SageMaker Python SDK v3

import json
import boto3
from sagemaker.core.resources import Endpoint, EndpointConfig, Model
from sagemaker.core.shapes import ContainerDefinition, ProductionVariant

model = Model.create(
    model_name="sglang-model",
    primary_container=ContainerDefinition(
        image="763104351884.dkr.ecr.us-west-2.amazonaws.com/sglang:server-sagemaker-cuda-v1.0",
        environment={"SM_SGLANG_MODEL_PATH": "openai/gpt-oss-20b"},
    ),
    execution_role_arn="arn:aws:iam::<account_id>:role/<role_name>",
)

ep_cfg = EndpointConfig.create(
    endpoint_config_name="sglang-config",
    production_variants=[
        ProductionVariant(
            variant_name="default",
            model_name="sglang-model",
            instance_type="ml.g5.2xlarge",
            initial_instance_count=1,
            inference_ami_version="al2023-ami-sagemaker-inference-gpu-4-1",
        ),
    ],
)

endpoint = Endpoint.create(endpoint_name="sglang-endpoint", endpoint_config_name="sglang-config")
endpoint.wait_for_status("InService")

smrt = boto3.client("sagemaker-runtime")
resp = smrt.invoke_endpoint(
    EndpointName="sglang-endpoint",
    ContentType="application/json",
    Body=json.dumps({
        "model": "openai/gpt-oss-20b",
        "messages": [{"role": "user", "content": "What is deep learning?"}],
        "max_tokens": 256,
    }),
)
print(json.loads(resp["Body"].read()))

# Cleanup
endpoint.delete()
ep_cfg.delete()
model.delete()

Boto3

import json
import boto3

sm = boto3.client("sagemaker")
smrt = boto3.client("sagemaker-runtime")

sm.create_model(
    ModelName="sglang-model",
    PrimaryContainer={
        "Image": "763104351884.dkr.ecr.us-west-2.amazonaws.com/sglang:server-sagemaker-cuda-v1.0",
        "Environment": {"SM_SGLANG_MODEL_PATH": "openai/gpt-oss-20b"},
    },
    ExecutionRoleArn="arn:aws:iam::<account_id>:role/<role_name>",
)

sm.create_endpoint_config(
    EndpointConfigName="sglang-config",
    ProductionVariants=[{
        "VariantName": "default",
        "ModelName": "sglang-model",
        "InstanceType": "ml.g5.2xlarge",
        "InitialInstanceCount": 1,
        "InferenceAmiVersion": "al2023-ami-sagemaker-inference-gpu-4-1",
    }],
)

sm.create_endpoint(EndpointName="sglang-endpoint", EndpointConfigName="sglang-config")
sm.get_waiter("endpoint_in_service").wait(EndpointName="sglang-endpoint")

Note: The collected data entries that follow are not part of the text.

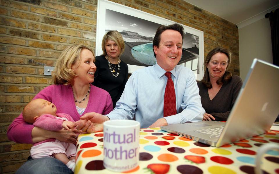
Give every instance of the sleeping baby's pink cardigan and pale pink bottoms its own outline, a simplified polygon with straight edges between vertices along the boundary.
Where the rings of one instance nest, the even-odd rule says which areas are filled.
[[[49,131],[59,131],[63,128],[62,123],[64,120],[74,122],[70,115],[57,113],[56,117],[50,114],[41,115],[33,125]],[[57,139],[51,138],[35,143],[30,151],[33,159],[53,157],[54,153],[64,153],[68,158],[76,156],[76,146],[72,143],[60,142]]]

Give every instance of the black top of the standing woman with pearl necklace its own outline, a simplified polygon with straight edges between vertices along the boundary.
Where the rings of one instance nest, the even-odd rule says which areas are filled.
[[[124,61],[119,63],[120,70],[117,77],[114,77],[110,72],[108,61],[105,56],[96,56],[95,65],[97,70],[94,74],[94,82],[92,84],[110,93],[113,108],[115,108],[115,104],[121,97],[128,80],[128,65]],[[119,65],[112,64],[112,67],[115,67],[115,75],[117,74]]]

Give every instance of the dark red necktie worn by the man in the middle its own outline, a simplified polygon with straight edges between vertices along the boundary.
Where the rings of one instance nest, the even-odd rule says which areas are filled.
[[[165,75],[168,77],[168,82],[165,89],[164,95],[164,117],[176,114],[176,98],[174,90],[174,82],[171,79],[171,73],[166,72]]]

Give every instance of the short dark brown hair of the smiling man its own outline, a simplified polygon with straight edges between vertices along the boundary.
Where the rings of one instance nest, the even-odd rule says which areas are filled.
[[[157,46],[159,47],[159,44],[160,44],[160,41],[161,41],[161,34],[162,32],[164,32],[165,30],[175,30],[175,31],[178,31],[181,36],[182,36],[182,41],[183,41],[183,35],[184,35],[184,28],[182,25],[178,24],[178,23],[175,23],[175,24],[171,24],[171,25],[168,25],[168,26],[165,26],[165,25],[161,25],[157,31],[156,31],[156,34],[154,36],[154,39],[153,39],[153,53],[154,53],[154,56],[156,57],[156,54],[154,52],[154,46]]]

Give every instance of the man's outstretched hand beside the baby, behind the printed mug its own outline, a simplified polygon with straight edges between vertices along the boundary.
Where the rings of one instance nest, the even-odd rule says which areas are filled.
[[[107,120],[109,120],[107,116],[91,112],[80,117],[80,120],[75,122],[75,126],[77,130],[87,133],[100,132],[103,131],[103,122]]]

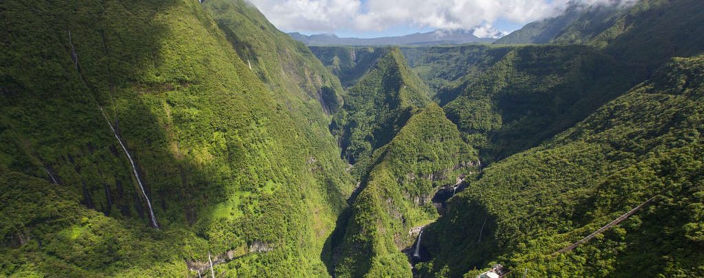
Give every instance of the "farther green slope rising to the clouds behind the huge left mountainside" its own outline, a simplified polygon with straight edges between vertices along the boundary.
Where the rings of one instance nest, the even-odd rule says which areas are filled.
[[[208,0],[203,6],[263,82],[280,91],[300,89],[301,95],[322,103],[328,114],[337,112],[342,104],[339,79],[306,46],[276,29],[244,0]],[[312,102],[309,110],[318,105]]]

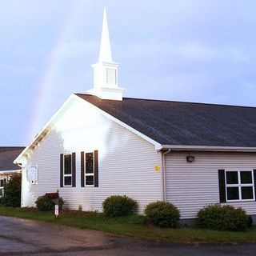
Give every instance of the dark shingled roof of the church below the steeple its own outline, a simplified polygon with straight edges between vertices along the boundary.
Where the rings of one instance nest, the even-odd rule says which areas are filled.
[[[256,108],[76,94],[162,145],[256,147]]]

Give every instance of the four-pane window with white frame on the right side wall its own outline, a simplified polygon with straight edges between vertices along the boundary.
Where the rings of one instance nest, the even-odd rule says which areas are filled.
[[[226,171],[226,201],[255,199],[254,175],[251,170]]]

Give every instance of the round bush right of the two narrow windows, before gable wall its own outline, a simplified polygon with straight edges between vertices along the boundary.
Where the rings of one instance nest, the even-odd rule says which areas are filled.
[[[137,202],[126,195],[112,195],[102,203],[103,212],[107,217],[118,217],[134,214],[137,210]]]

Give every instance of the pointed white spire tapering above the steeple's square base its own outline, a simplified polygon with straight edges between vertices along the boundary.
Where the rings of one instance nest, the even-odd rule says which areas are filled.
[[[98,62],[113,62],[110,46],[110,32],[107,25],[106,7],[104,8],[103,14],[102,40],[101,48],[99,50]]]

resp = smrt.invoke_endpoint(
    EndpointName="sglang-endpoint",
    ContentType="application/json",
    Body=json.dumps({
        "model": "openai/gpt-oss-20b",
        "messages": [{"role": "user", "content": "What is deep learning?"}],
        "max_tokens": 256,
    }),
)
print(json.loads(resp["Body"].read()))

# Cleanup
sm.delete_endpoint(EndpointName="sglang-endpoint")
sm.delete_endpoint_config(EndpointConfigName="sglang-config")
sm.delete_model(ModelName="sglang-model")

Model Artifacts

When ModelDataUrl (or ModelDataSource) points to a tarball/S3 prefix, SageMaker mounts the contents at /opt/ml/model. The entrypoint defaults --model-path to that location, so SM_SGLANG_MODEL_PATH can be omitted:

model.tar.gz
├── config.json              # standard model files (Hugging Face layout)
├── tokenizer.json
└── *.safetensors

Notes

  • GPU deployments require inference_ami_version — the default SageMaker host AMI has incompatible NVIDIA drivers for CUDA 13 images. See ProductionVariant API reference for valid values.
  • Any SM_SGLANG_* environment variable is converted to a --<name> SGLang server argument (e.g., SM_SGLANG_CONTEXT_LENGTH=4096--context-length 4096).

For all configuration options including server arguments and SageMaker environment variables, see Configuration.